O concurso, pelo qual muitos serão os chamados e poucos os escolhidos, agrava a situação. Neste pensar, o outro, por seus porta-vozes, diz mais ou menos o seguinte: a verdade real existe e pode ser conseguida no processo, desde que seguido um método interpretativo próprio, conforme lhes ensinarei. Legendre tinha razão ao vindicar o caráter messiânico dos ‘juristas de ofício’, sempre lotados das ‘melhores das intenções’, evidentemente. Mas como ‘eles não sabem o que fazem’ (Zizek), alienados que estão pelo que simbolicamente se erigiu em face de seu locus, fomentada desde a graduação, prestam-se a funcionar como ‘juristas do ofício’ que, para os platônicos, não poderia ser nada mais digno (Gerivaldo Neiva).

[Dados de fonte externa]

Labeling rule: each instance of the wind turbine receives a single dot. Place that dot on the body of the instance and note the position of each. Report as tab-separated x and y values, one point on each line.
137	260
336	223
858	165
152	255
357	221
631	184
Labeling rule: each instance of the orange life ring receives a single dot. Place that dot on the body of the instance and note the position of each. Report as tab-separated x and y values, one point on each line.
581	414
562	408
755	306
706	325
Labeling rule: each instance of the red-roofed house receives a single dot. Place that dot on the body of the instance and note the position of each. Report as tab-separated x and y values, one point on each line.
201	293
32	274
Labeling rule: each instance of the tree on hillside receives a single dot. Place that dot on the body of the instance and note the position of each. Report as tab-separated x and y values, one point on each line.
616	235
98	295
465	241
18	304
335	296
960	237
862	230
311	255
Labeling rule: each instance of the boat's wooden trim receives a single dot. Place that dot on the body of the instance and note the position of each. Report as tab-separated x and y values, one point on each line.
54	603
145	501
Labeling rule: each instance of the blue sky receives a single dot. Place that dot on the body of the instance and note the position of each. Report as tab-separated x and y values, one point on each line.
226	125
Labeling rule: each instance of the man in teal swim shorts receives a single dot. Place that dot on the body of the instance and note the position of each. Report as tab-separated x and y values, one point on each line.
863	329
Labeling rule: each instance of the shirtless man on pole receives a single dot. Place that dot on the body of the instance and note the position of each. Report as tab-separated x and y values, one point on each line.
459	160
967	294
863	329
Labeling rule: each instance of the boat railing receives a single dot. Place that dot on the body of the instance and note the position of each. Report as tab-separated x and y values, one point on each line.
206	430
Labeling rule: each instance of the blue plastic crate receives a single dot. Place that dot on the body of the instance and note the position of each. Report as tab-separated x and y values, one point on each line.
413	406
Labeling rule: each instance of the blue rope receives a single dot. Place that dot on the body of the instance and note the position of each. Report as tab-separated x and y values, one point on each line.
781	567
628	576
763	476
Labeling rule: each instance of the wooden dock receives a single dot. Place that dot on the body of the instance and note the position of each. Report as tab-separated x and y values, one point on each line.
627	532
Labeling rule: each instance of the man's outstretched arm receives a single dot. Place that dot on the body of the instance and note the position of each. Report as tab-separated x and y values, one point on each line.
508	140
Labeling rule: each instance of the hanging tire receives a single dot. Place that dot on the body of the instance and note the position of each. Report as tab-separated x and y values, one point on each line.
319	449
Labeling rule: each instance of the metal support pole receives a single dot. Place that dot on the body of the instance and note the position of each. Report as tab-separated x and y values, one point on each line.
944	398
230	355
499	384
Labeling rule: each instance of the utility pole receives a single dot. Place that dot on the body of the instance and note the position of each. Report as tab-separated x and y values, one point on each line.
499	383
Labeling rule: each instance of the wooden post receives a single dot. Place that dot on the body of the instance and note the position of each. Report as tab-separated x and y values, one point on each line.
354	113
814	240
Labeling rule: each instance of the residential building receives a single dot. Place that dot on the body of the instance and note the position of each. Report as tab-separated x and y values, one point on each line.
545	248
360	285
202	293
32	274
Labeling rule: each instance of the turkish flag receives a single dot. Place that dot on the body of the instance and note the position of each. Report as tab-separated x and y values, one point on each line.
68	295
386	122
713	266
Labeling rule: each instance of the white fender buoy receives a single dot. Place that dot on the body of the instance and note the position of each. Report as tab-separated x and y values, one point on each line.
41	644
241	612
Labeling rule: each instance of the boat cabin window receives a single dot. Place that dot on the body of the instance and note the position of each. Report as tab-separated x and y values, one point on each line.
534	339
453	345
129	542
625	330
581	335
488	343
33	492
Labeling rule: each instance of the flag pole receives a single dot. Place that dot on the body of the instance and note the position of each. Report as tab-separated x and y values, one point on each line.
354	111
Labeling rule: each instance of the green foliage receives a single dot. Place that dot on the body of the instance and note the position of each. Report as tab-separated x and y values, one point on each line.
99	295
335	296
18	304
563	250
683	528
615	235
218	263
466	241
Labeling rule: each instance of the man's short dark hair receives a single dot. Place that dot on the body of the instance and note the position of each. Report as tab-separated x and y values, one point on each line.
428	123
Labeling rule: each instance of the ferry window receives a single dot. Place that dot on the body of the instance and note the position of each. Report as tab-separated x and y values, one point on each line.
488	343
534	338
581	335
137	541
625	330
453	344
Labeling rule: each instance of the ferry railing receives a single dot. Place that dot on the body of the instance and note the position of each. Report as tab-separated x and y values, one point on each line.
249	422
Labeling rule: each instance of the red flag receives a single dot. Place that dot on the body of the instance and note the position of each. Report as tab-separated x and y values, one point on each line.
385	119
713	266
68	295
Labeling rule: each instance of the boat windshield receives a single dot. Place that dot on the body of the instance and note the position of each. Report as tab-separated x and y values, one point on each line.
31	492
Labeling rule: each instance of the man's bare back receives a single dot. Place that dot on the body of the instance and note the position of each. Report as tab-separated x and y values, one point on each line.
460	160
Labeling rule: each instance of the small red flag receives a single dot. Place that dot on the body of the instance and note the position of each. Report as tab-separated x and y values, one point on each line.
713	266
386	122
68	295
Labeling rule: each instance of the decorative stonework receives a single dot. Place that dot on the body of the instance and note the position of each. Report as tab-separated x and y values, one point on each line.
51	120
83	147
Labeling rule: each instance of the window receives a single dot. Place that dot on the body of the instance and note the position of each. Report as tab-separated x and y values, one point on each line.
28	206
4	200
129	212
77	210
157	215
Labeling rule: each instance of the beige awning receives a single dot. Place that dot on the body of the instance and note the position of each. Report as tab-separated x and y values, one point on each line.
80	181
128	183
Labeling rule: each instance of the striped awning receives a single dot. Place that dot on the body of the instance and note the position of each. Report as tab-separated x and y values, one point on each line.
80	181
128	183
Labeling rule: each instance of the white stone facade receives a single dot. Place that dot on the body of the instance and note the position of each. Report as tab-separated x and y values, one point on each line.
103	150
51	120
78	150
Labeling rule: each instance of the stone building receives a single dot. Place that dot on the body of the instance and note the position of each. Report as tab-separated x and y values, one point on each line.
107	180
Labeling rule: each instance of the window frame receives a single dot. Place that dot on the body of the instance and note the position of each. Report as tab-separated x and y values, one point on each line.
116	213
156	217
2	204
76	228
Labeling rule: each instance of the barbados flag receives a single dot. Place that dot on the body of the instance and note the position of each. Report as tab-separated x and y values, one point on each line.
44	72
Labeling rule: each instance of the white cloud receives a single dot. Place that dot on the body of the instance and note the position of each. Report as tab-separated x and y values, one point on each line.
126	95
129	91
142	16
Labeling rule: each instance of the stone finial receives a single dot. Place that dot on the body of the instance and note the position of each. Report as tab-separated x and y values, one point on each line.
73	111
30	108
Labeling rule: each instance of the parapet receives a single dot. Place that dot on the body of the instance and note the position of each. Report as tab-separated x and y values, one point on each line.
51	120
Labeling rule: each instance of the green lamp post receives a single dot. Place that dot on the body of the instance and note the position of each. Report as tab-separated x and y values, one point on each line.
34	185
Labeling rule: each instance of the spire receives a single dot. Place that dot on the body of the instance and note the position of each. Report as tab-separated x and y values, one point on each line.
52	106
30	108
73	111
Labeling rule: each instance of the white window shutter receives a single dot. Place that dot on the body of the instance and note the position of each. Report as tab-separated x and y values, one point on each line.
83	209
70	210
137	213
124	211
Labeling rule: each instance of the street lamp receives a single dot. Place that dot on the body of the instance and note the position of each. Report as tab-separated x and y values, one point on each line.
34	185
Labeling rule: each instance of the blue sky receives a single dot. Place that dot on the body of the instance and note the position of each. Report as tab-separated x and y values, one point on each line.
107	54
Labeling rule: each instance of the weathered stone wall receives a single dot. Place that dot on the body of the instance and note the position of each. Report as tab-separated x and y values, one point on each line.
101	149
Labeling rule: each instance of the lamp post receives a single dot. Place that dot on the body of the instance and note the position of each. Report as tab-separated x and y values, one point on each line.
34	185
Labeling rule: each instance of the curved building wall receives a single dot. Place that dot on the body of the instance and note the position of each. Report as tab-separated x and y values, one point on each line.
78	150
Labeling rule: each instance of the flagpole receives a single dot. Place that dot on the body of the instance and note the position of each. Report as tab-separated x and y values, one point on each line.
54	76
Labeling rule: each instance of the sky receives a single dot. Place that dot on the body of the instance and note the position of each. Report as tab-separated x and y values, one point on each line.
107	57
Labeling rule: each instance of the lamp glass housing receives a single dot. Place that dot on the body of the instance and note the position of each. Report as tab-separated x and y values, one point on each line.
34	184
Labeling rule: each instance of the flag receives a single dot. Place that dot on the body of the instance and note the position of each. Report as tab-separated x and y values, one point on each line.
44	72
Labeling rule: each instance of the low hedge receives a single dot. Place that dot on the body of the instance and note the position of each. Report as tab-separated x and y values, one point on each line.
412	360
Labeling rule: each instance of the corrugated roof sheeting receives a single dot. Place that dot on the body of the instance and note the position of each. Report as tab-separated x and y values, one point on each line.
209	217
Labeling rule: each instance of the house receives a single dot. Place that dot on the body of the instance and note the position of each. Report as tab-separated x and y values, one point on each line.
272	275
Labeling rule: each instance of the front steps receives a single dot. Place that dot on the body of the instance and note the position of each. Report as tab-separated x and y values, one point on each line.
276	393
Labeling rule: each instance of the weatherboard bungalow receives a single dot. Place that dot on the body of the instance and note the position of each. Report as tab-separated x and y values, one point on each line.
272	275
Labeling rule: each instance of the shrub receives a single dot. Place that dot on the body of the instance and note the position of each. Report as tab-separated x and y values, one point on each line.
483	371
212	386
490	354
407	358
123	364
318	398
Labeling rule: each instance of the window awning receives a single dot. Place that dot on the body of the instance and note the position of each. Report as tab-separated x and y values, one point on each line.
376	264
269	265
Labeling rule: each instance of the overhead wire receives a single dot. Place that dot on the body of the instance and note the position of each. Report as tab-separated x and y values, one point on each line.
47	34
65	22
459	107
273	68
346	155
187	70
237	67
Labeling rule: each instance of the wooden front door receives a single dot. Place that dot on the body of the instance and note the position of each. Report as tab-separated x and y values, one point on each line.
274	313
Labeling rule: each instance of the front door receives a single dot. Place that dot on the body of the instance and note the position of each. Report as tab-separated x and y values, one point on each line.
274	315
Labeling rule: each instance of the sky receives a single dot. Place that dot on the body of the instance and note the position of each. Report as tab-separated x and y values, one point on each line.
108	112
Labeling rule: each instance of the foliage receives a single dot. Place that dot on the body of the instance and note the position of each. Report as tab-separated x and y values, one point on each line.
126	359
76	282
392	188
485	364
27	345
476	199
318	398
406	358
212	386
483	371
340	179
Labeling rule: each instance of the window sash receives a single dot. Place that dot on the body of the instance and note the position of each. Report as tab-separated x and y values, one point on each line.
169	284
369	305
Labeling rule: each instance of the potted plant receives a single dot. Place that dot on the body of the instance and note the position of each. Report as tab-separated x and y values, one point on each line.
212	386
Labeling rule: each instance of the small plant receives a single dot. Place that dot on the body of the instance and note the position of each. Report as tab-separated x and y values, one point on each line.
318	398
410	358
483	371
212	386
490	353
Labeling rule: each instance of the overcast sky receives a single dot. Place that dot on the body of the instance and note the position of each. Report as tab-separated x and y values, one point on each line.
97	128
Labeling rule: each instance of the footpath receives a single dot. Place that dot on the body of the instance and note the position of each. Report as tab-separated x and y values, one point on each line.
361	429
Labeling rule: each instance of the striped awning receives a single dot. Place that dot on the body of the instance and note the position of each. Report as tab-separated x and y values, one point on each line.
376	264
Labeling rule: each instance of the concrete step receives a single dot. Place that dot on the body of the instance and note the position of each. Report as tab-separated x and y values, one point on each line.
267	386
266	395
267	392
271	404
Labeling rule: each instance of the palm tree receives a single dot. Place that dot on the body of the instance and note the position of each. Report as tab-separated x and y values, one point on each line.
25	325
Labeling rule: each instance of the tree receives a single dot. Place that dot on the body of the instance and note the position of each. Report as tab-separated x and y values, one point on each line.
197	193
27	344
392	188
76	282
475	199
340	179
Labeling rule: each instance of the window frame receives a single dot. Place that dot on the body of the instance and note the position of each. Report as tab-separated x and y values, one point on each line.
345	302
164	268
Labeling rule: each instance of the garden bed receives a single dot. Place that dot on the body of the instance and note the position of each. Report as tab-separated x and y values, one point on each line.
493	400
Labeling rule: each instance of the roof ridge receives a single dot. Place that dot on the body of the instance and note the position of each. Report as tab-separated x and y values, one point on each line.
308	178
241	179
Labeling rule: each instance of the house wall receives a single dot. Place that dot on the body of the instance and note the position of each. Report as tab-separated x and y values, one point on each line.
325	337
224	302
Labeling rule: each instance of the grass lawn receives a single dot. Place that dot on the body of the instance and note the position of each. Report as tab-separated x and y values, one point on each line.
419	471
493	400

E, ao final, a pergunta que remanesce é a formulada por Agostinho Ramalho Marques Neto: quem nos salva da bondade dos bons (juízes Nicholas Marshall)?. Cuidado ao pisar no tapete… Se for o caso de se arriscar, quem sabe, use camuflagem antirreconhecimento do Vision Dazzle.

 


[1] MORAIS DA ROSA, Alexandre. Guia Compacto do Processo Penal conforme a Teoria dos Jogos. Rio de Janeiro: Lumen Juris, 2014.

[2] ROUDINESCO, Elisabeth. O Paciente, o Terapeuta e o Estado Trad. André Telles. Rio de Janeiro: Jorge Zahar, 2005, p. 31: “A partir do final do século XIX, as políticas higienistas de saúde pública tiveram dois componentes: um, progressista, humanista e racional, visava melhorar a saúde das populações pelo rastreamento e tratamento das grandes doenças orgânicas; o outro, francamente reacionário, oculto e mortífero, desembocará no eugenismo, isto é, numa ideologia da eliminação da ‘raça’ ruim, dita ‘doente’, em prol da boa, dita ‘saudável’.”

[3] KHALED JR, Salah H. A busca da verdade no processo penal: para além da ambição inquisitorial. São Paulo: Atlas, 2013.